Loin de la logique économique, boursière ou utilitariste – où il y a toujours un gagnant et un perdant – ce nouveau regard de bienveillance et d’amour que Jésus nous invite à porter sur l’humanité et sur notre prochain promeut la coopération, l’empathie et la compassion.
Et c’est ainsi – comme le dit Paul – que je peux me réjouir avec celui qui est dans la joie, pleurer avec celui qui pleure (cf. Rm 12, 15).
C’est ainsi que je peux même être « vainqueur du mal par le bien » (cf. Rm 12, 21)

En ce sens – et pour poursuivre notre panorama des religions – le taoïsme ajoute : « Le sage n'a pas d'intérêt propre mais prend les intérêts de son peuple comme les siens. Il est bon avec le bon ; il est également bon avec le méchant, car la vertu est bonne. Il est croyant avec le croyant ; il est aussi croyant avec l'incroyant, car la vertu est croyante. »[8]

Nous ne sommes pas loin de l’appel de Jésus, qui nous invite à aimer jusqu’à aimer nos ennemis… qui nous exhorte à imiter Dieu, pour devenir véritablement ses fils et ses filles :
« Vous avez entendu qu'il a été dit : “Tu dois aimer ton prochain et haïr ton ennemi.” Eh bien, moi je vous dis : aimez vos ennemis et priez pour ceux qui vous persécutent. Ainsi vous deviendrez les fils de votre Père qui est dans les cieux. Car il fait lever son soleil aussi bien sur les méchants que sur les bons, il fait pleuvoir sur ceux qui lui sont fidèles comme sur ceux qui ne le sont pas. […] Soyez donc parfaits, tout comme votre Père céleste est parfait. » (cf. Mt 5, 43-48).

* Nous connaissons bien cette exhortation de Jésus qui nous invite à dépasser la réciprocité et à prendre les devants de l’amour fraternel, de façon inconditionnelle et gratuite.
Et je crois que c’est bien en ce sens qu’il faut entendre la règle d’or… une règle que finalement nous connaissons tous… mais que nous avons bien du mal à vivre dans notre quotidien, à commencer peut-être avec nos proches… notre famille.

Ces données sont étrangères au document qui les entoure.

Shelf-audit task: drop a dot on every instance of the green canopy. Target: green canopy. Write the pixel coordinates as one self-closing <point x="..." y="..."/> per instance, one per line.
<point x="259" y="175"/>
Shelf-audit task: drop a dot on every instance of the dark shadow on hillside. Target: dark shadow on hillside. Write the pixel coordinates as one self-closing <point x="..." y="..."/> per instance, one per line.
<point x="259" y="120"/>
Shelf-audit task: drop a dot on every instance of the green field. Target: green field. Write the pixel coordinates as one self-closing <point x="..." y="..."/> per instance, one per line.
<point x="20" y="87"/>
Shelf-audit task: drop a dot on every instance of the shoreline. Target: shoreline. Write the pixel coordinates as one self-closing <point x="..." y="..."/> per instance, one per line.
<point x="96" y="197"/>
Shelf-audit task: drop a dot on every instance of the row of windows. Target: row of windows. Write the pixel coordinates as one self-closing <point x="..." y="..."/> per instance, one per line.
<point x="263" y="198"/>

Nous savons qu’il n’est pas toujours facile de prendre l’initiative du bien en faveur de nos proches, de dépasser les vieux réflexes, les mécanismes d’auto-défenses… alors que de nombreux freins surgissent ou reviennent à la surface dans certaines situations : non-dits, manques de communication, impatiences, habitudes, comportements familiaux répétitifs ou conflictuels, etc.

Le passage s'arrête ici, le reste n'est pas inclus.